The Bingo! Parlor brings a lot of New Orleans into a very little space
Posted by: Sean David Hobbs
in Music Notes
on Nov 01, 2009
NEW ORLEANS | It is Wednesday night in City Park and everything is still. Voodoo Fest will start in two days, but for now the unlit stages sit ready and primed. From Friday to Sunday the audience will throng in inebriated costumed mass to hear international mega-bands such as Kiss, Jane’s Addiction, Emminem, Lenny Kravitz and Widespread Panic.
Yet a smaller stage featuring local talent – The Bingo! Parlor – rises as a yellow and red striped tent at the entrance of the Voodoo Music Experience. Set among art installations and next to a small lake, the Bingo! Parlor combines influences of Tom Waits, “Hee-Haw” and Pee-Wee's Playhouse to produce a tent full of musical vaudeville, of strip tease, and of New Orleanian-ness. Local celebrity and co-founder of the Bingo! Parlor Clint Maedgen explains, “(The Bingo! Parlor) is something of a family reunion... It is fun to shine the light on our friends.”
The Parlor is now laid out and messy. Sound and light producers test and call into microphones. Maedgen and Bingo! Parlor Director Ron Rona introduce themselves and guide me behind the Bingo! Parlor tent to a smaller tent for our interview. While Bingo! Parlor is the realization of a dream Rona is excited for the future, “We're just getting started.... We can make Bingo into a touring experience.”
Maedgen agrees believing the local jazz/bohemia rock/brass band beat music scene can only exist in New Orleans. Maedgen relates, “The whole (sound) would be different were we playing in another city.”
But there are problems. Some local musicians feel slighted by Bingo! Parlor and Voodoo Fest. For the past 9 years the Land of Nod Experiment Stage showcased local talent at Voodoo Fest. The Bingo! Parlor is a relatively new stage compared to Land Of Nod Experiment. This year because of financial concerns Land of Nod Experiment was not included in the Voodoo Fest. Some musicians feel that Bingo! Parlor and Voodoo Fest chief Steve Rehage worked together to push Land of Nod Experiment out of Voodoo Fest by “stealing” musicians and getting them to perform at Bingo! Parlor.

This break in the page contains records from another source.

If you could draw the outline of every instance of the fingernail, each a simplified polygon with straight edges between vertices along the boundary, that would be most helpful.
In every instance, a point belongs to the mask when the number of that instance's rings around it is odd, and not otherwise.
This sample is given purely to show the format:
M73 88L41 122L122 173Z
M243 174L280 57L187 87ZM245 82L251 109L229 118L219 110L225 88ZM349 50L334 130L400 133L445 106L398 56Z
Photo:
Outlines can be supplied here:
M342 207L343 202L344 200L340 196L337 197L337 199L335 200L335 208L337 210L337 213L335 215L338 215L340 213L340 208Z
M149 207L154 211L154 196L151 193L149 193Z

Maedgen shakes his head at these accusations, “I was very, very sad to hear they (Land of Nod Experiment) are not performing. We hope they are here (at Voodoo Fest) next year. We're not about to try to bust up anyone else's show.” Rona states, “I love Dan Sheridan (Land of Nod director) and I have a lot to learn from him.”
The show will start soon. We all know that. All is calm now but it is picking up. An energy surrounds this City Park this evening. Halloween is coming to New Orleans and Voodoo Fest is the beginning of the spinning Big Easy carnival which can only end broken stringed and twisted during a Festival named after Jazz far off in May.